The case against the MacBook Pro with Retina display - shawndumas
http://www.tuaw.com/2012/06/13/the-contentious-case-against-the-macbook-pro-with-retina-display/

======
davesmylie
I am disappointed, but I will probably buy one anyway. Currently using a MBA,
and it's a little underpowered (but only just).

Just means you'll need to make sure you get the max amount of ram up front.
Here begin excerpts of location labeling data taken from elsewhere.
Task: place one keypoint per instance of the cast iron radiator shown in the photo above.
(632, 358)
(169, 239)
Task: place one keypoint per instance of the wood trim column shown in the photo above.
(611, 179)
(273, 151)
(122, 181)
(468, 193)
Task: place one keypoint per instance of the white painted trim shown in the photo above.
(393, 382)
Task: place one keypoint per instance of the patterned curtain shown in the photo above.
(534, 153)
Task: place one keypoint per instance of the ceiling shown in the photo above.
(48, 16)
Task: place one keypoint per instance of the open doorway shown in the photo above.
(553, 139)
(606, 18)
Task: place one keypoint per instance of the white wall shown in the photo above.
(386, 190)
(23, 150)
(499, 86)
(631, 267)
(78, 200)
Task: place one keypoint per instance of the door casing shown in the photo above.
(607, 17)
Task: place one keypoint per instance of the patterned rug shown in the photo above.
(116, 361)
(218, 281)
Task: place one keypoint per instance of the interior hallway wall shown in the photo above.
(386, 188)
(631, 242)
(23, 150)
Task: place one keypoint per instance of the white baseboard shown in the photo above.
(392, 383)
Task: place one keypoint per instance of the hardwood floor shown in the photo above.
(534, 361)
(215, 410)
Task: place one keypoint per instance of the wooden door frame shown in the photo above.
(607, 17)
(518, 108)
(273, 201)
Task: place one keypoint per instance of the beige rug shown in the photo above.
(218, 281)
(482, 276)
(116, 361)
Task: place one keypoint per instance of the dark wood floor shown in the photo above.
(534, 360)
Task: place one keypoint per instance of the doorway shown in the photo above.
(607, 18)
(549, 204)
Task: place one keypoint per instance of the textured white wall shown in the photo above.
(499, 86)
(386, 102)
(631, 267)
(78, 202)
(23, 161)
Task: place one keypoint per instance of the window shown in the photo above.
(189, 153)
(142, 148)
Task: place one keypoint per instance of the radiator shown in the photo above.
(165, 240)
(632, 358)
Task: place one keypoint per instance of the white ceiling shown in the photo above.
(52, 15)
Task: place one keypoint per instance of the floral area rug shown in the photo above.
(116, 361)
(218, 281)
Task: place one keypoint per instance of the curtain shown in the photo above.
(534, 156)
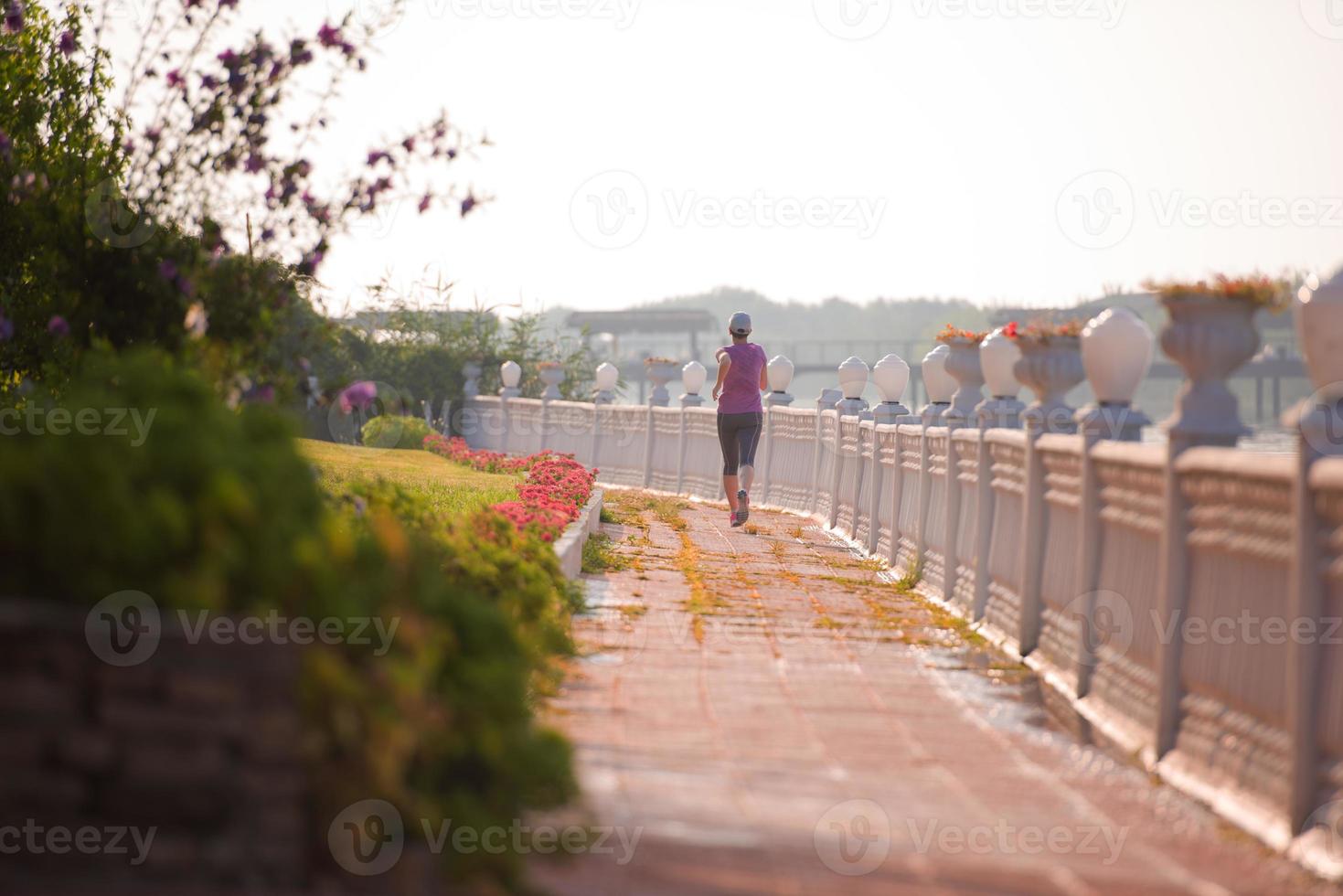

I'm not 100% sure that the apple care warranty is needed either - at least for
New Zealanders. We have a law (The Consumers Guarantee Act) which provides
that products sold to consumers must be fit for purpose for a reasonable
length of time. This has been repeatedly defined as longer than the 12 months
warranty traditionally offered. I think given the extra price for the RD
model, I might pass on apple care this time, and rely on my consumer rights...

------
SpikeDad
Tough shit. Lessons learned from MBA being applied to new line of MBP. Is
Apple the only technology company that draws the wrath of people in this vein?
Everything is less open - it's the inevitable path of more for less that the
consumer demands.

Techno-nerds are not what's driving technology any longer - it's regular folks
that a) don't care what's in their technology as long as it's good and b) it's
better than the last thing they purchased. Get over yourselves.